Si assicurò di aver intinto per bene le scarpe nella pozza di sangue che si era formata attorno al cadavere di Benny. Lasciando tracce evidenti del suo cammino, si avviò con calma verso la porta, l'aprì con la mano sempre coperta dal guanto e uscì, quando raggiunse il viale di ghiaia fece ancora qualche passo, poi, raggiunto il cancello si nascose dietro la siepe, si sedette e si cambiò le scarpe. Ripose quelle sporche nello zaino chiudendole prima in una busta. Si alzò, fece una smorfia di dolore, perché gli faceva ancora male il sedere, tirò un profondo respiro e aprì il cancelletto.
Quello che stava per vivere era il secondo momento delicato della giornata, il primo era stato quando era entrato da quello stesso cancello e si era accertato che nessuno lo vedesse. Se fosse riuscito ad andarsene senza essere visto era ragionevolmente sicuro di poterla fare franca.
Gli andò bene anche questa volta, uscì non visto dalla villa, finalmente si sfilò i guanti e si avviò tranquillo con il suo zaino pieno di vestiti sporchi di sangue, cioè di prove dell'omicidio di Benny. Lungo la strada si liberò del coltello approfittando di un camion per la raccolta dei rifiuti che proprio in quel momento stava svuotando i cassonetti.
Era un coltello che aveva fatto lavare tre volte in lavastoviglie prima di usarlo per pugnalare Benny. Aveva la lama da venti centimetri ed era stato acquistato in un centro commerciale qualche anno prima. Insomma, sarebbe stato difficile risalire a lui partendo dal coltello, anche se l'avessero ritrovato in mezzo a quelle immondizie.
Si diresse verso il centro della città ed entrò in una lavanderia automatica, poco affollata, come aveva già previsto. Aprì lo zaino, riempì la lavatrice a gettoni di tutti gli indumenti sporchi di sangue, comprese le scarpe, e avviò il lavaggio, senza che nessuno gli badasse troppo. Un'ora dopo, con gli indumenti asciutti, ma con qualche alone scuro, se ne tornò a casa.
Quando fu nella sua stanza, cominciò a tagliuzzare i jeans, la felpa e il giubbotto impermeabile in tanti piccoli pezzi che mischiò fra loro. Nel caminetto incendiò le buste di plastica che aveva usato e poi lentamente bruciò tutti i pezzettini di indumenti, finché non raccolse la cenere in un'altra busta che andò a gettare in un cassonetto abbastanza lontano da casa.

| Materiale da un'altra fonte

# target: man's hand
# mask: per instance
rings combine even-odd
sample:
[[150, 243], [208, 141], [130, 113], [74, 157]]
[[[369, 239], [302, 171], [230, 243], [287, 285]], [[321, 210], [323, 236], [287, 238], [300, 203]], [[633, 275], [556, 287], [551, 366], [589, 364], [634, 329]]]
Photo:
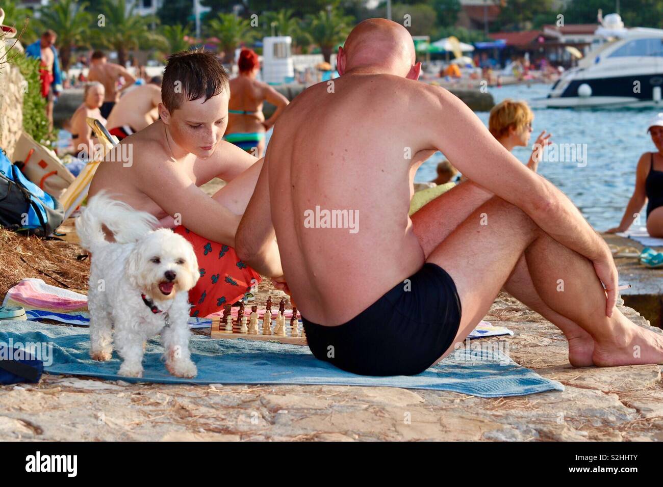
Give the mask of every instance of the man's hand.
[[292, 300], [292, 293], [290, 292], [290, 288], [288, 287], [288, 283], [286, 282], [285, 278], [283, 276], [278, 278], [272, 278], [272, 284], [274, 284], [274, 287], [280, 291], [282, 291], [290, 298], [290, 303], [296, 307], [297, 305], [294, 303], [294, 301]]
[[551, 135], [552, 134], [546, 134], [546, 131], [544, 131], [539, 134], [539, 136], [536, 138], [536, 140], [534, 142], [534, 149], [532, 150], [532, 156], [530, 156], [530, 160], [527, 163], [527, 167], [534, 172], [536, 172], [536, 169], [538, 168], [538, 163], [541, 162], [541, 151], [551, 142]]
[[610, 317], [613, 315], [613, 311], [617, 301], [617, 288], [619, 286], [617, 280], [617, 269], [615, 266], [615, 260], [613, 259], [612, 254], [608, 249], [607, 245], [603, 246], [601, 254], [592, 260], [594, 265], [594, 271], [598, 276], [601, 282], [605, 288], [607, 300], [605, 303], [605, 315]]

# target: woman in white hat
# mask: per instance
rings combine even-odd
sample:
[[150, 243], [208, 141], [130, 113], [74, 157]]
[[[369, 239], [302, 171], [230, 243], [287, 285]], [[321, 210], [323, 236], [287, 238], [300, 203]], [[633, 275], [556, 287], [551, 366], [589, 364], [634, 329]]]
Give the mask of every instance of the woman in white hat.
[[636, 169], [635, 190], [619, 227], [608, 233], [625, 232], [647, 203], [647, 231], [651, 237], [663, 237], [663, 113], [652, 119], [647, 129], [656, 152], [640, 156]]

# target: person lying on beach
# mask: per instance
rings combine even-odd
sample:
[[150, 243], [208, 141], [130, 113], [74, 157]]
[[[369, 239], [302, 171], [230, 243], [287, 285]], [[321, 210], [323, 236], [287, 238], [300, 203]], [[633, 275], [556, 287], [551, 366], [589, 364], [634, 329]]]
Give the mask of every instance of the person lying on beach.
[[[260, 64], [258, 55], [251, 49], [241, 50], [237, 66], [239, 76], [230, 80], [228, 129], [223, 139], [254, 156], [262, 157], [265, 133], [276, 123], [289, 102], [271, 86], [255, 79], [260, 72]], [[265, 101], [276, 107], [267, 120], [263, 114]]]
[[[534, 119], [534, 115], [526, 102], [507, 98], [491, 110], [488, 130], [507, 150], [511, 152], [515, 147], [528, 146]], [[552, 135], [543, 131], [534, 142], [532, 155], [527, 162], [527, 167], [534, 172], [541, 162], [543, 148], [551, 142]]]
[[88, 125], [88, 117], [97, 119], [105, 125], [99, 107], [103, 103], [104, 88], [99, 81], [88, 83], [83, 88], [83, 103], [72, 115], [70, 130], [72, 133], [71, 150], [76, 157], [89, 160], [95, 153], [92, 129]]
[[154, 76], [147, 84], [137, 86], [122, 95], [106, 124], [111, 135], [121, 140], [158, 119], [161, 79], [161, 76]]
[[[236, 236], [257, 268], [278, 239], [280, 282], [316, 357], [418, 374], [505, 287], [562, 331], [574, 366], [663, 363], [663, 337], [615, 307], [603, 240], [460, 99], [416, 81], [404, 27], [364, 21], [337, 59], [333, 90], [314, 85], [284, 111]], [[408, 217], [416, 170], [437, 150], [470, 181]]]
[[[89, 193], [105, 189], [191, 243], [201, 278], [189, 300], [192, 315], [200, 317], [237, 301], [261, 280], [233, 248], [263, 161], [221, 140], [229, 95], [228, 75], [216, 56], [202, 51], [170, 56], [161, 85], [161, 119], [110, 151]], [[210, 197], [199, 186], [214, 178], [228, 182]], [[276, 243], [265, 248], [265, 275], [282, 275]]]
[[647, 132], [652, 137], [656, 152], [640, 156], [635, 170], [635, 189], [629, 200], [619, 227], [607, 233], [625, 232], [640, 216], [647, 203], [647, 233], [651, 237], [663, 237], [663, 113], [649, 123]]
[[[122, 87], [118, 89], [121, 78], [123, 80]], [[101, 105], [101, 116], [105, 119], [111, 115], [113, 107], [120, 99], [120, 93], [136, 81], [136, 78], [124, 66], [108, 62], [103, 52], [98, 50], [92, 53], [88, 80], [97, 81], [105, 88], [103, 105]]]
[[451, 162], [446, 160], [438, 164], [436, 170], [438, 176], [430, 182], [435, 183], [438, 186], [446, 184], [449, 182], [453, 181], [458, 174], [458, 170], [454, 168]]

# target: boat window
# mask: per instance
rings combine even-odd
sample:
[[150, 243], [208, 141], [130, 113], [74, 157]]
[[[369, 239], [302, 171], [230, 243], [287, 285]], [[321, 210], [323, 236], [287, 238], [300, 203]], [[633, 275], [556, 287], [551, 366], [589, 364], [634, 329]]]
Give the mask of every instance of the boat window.
[[274, 44], [274, 57], [276, 59], [289, 58], [290, 54], [290, 44], [287, 42], [275, 42]]
[[627, 56], [663, 56], [663, 39], [660, 38], [634, 39], [619, 48], [609, 57], [621, 58]]

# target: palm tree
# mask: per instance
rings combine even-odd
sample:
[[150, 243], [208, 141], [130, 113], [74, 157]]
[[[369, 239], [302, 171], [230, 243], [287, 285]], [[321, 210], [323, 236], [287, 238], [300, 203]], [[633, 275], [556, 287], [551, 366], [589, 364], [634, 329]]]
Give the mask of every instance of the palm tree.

Il copriletto era abbastanza leggero e aveva solo piccoli schizzi di sangue nella parte che era stata più vicina al pavimento. Giacomo tagliò quelle zone in tanti pezzettini che avrebbe bruciato il giorno dopo. Fece a pezzi più grandi anche il resto del copriletto e andò a gettarlo in tanti diversi cassonetti in giro per la città.
Restava il problema delle scarpe che erano difficili da tagliuzzare e bruciare. Era un rischio, ma non poteva fare altro che liberarsene come aveva fatto per il coltello. Le aveva già lavate abbondantemente, ma decise di lavarle ancora una volta nella lavatrice di casa, alla massima temperatura, poi avrebbe gettate anche quelle con calma e separatamente.
Si stese sul letto e chiuse gli occhi. Era abbastanza certo di non aver commesso errori e di aver agito nel giusto. Benny era pazzo e l'avrebbe certamente ucciso, perciò lui l'aveva soltanto anticipato.
Chiuse gli occhi e pensò agli altri suoi due persecutori, loro non minacciavano di ucciderlo, ma le umiliazioni cui l'avevano sottoposto erano ugualmente insopportabili. Si convinse che doveva fare qualcosa anche con loro.
Aveva letto in un libro di botanica che dalle sue parti cresceva una pianta velenosa, facile da trovare, la digitalis purpurea.
Si assopì e sognò.
FINE
N.B. Originariamente il racconto si concludeva così. Questo finale fu però rifiutato dal sito presso cui intendevo pubblicarlo.